Cloning, chromosomal localization and promoter analysis of the human transcription factor YY1.

作者信息

Yao Y L, Dupont B R, Ghosh S, Fang Y, Leach R J, Seto E

机构信息

H. Lee Moffitt Cancer Center and Research Institute, Department of Microbiology and Immunology, College of Medicine, University of South Florida, 12902 Magnolia Drive, Tampa, FL 33612, USA.

出版信息

Nucleic Acids Res. 1998 Aug 15;26(16):3776-83. doi: 10.1093/nar/26.16.3776.

Abstract

Yin Yang 1 (YY1) is a protein that activates and represses transcription of a large number of cellular and viral genes.
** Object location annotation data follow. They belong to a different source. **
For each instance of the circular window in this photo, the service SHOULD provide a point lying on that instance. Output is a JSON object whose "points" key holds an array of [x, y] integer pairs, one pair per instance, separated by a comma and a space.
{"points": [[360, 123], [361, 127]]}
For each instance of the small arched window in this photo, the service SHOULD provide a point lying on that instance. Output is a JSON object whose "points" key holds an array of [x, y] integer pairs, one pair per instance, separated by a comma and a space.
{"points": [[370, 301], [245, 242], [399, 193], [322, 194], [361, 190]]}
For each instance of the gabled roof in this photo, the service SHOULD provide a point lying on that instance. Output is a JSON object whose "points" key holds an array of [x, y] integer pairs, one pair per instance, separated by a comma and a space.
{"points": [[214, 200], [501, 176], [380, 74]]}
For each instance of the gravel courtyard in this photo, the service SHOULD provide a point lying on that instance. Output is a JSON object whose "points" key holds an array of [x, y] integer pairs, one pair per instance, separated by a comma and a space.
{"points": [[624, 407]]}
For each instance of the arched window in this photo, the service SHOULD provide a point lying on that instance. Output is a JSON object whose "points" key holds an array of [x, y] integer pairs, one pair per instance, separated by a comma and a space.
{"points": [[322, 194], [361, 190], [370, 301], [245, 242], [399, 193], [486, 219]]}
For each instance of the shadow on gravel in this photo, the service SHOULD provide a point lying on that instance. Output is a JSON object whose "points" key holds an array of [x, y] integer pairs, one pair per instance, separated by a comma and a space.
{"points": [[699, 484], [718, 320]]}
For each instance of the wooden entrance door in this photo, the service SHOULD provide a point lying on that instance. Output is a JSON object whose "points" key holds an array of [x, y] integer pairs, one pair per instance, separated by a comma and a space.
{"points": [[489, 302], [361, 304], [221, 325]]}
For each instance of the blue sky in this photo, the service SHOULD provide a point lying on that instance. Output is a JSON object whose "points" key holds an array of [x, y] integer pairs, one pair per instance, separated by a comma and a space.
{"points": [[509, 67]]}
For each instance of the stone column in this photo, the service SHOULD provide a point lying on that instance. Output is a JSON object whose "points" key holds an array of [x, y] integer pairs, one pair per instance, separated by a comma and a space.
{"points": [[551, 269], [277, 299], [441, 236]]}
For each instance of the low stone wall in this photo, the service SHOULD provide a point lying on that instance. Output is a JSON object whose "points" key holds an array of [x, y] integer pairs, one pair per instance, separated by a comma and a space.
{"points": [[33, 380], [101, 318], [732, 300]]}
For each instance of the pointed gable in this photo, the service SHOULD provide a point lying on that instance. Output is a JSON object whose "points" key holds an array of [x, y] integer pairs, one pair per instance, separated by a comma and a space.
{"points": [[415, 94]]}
In addition, studies suggest that YY1 may play an important role in development and differentiation. Here, we report the isolation and analysis of a YY1 genomic clone from a lambda human liver library. Fluorescence in situ hybridization with the YY1 clone has localized the YY1 gene to chromosome 14 band q32. A major YY1 gene transcription initiation site has been mapped to 478 bp upstream of the ATG translation start site. The proximal promoter contains multiple Sp1 transcription factor binding sites but lacks a consensus TATA or CCAAT box. Transient transfections and detailed deletion analyses localized the promoter to no more than 277 bp upstream from the major transcription start site. Finally, we have found that overexpression of the adenovirus E1A protein represses expression of a reporter gene directed by the YY1 promoter.

摘要

阴阳1(YY1)是一种可激活和抑制大量细胞及病毒基因转录的蛋白质。此外,研究表明YY1可能在发育和分化过程中发挥重要作用。在此,我们报告了从λ噬菌体人肝脏文库中分离和分析YY1基因组克隆的过程。用YY1克隆进行荧光原位杂交已将YY1基因定位到14号染色体q32带。一个主要的YY1基因转录起始位点已被定位到ATG翻译起始位点上游478 bp处。近端启动子包含多个Sp1转录因子结合位点,但缺乏共有TATA或CCAAT框。瞬时转染和详细的缺失分析将启动子定位到主要转录起始位点上游不超过277 bp处。最后,我们发现腺病毒E1A蛋白的过表达会抑制由YY1启动子驱动的报告基因的表达。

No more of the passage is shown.